Other essential aspects in the management of patients with bowel obstruction include:
- Analgesia
- Urethral catheter and fluid balance monitoring
- Anti-emetics
- Antibiotics as needed
- Cardiac monitoring (esp. in patients with multiple co-morbidities due to the fluctuations in intravascular status)
- Correction of electrolytes
Large bowel obstruction
- Malignant obstruction: Surgical options (almost always via laparotomy) include defunctioning stoma and resection with primary anastomosis. Non-surgical options include endoscopic stenting. In non-surgical candidates this may represent the ‘definitive’ therapy, otherwise elective intervention should be planned.
- Benign stricture: Typically require surgical intervention.
- Volvulus: A sigmoid volvulus may resolve with a promptly placed flatus tube. Following this the patient should be considered for a definitive surgical procedure particularly if recurrent. Caecal volvulus more commonly requires immediate surgical intervention. Immediate surgical intervention is also indicated if there is evidence of perforation or ischaemia.
Small bowel obstruction
- Obstructing lesions/complications: An obstructing lesion, evidence of ischaemia or perforation, or a closed-loop are all indications for surgical management. Options include resection and primary anastomosis or resection with a defunctioning stoma. Surgery may be laparoscopic or via a laparotomy.
- Uncomplicated adhesional obstruction: Most will trial conservative management, with early administration of an oral contrast agent (such as gastrografin). If the gastrografin passes to the colon, there is evidence of resolving obstruction, and the patient should be closely monitored. If there is deterioration or no resolution of the obstruction then surgical management with adhesiolysis (+/- bowel resection) is indicated.
Paralytic ileus
Reversible causes should be considered and treated. Any electrolyte abnormality should be corrected and adequate IVF administered. NG tube decompression is often indicated. Exacerbating agents such as opiate analgesia should be reviewed.
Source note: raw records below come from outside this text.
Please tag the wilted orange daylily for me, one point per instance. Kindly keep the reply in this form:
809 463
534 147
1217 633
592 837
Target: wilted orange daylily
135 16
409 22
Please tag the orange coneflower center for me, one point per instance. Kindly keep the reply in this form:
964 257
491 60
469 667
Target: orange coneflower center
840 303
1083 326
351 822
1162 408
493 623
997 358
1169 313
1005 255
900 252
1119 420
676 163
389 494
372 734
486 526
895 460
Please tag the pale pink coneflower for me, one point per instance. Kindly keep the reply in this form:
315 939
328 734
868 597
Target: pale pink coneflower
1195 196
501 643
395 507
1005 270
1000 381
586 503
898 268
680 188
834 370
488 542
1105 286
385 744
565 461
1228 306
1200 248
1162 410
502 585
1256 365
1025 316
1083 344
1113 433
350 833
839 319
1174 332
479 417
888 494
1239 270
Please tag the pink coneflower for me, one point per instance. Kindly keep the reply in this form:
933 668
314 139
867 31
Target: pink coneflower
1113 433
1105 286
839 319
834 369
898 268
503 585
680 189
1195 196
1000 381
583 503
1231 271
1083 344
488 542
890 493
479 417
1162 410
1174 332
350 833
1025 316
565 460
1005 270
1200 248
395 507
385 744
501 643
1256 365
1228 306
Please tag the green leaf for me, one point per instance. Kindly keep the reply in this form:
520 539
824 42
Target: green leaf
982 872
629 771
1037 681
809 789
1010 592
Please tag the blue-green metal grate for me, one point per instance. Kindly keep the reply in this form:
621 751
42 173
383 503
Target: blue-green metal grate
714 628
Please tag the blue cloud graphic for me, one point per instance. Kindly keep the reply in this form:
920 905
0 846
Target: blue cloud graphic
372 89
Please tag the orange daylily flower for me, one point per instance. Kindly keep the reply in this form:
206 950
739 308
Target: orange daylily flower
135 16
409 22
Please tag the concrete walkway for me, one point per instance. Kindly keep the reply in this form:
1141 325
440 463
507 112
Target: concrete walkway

Commonly seen in the postoperative setting, it tends to settle with conservative management.
Acute colonic pseudo-obstruction
The treatment of ACPO involves the identification and treatment of any underlying cause.
Neostigmine, a cholinesterase inhibitor, may be given to encourage motility. Endoscopic colonic decompression can be used in those failing to respond.
Those at increasing risk of or who have developed complications (e.g. necrosis, perforation) will typically need surgical management if they are appropriate candidates.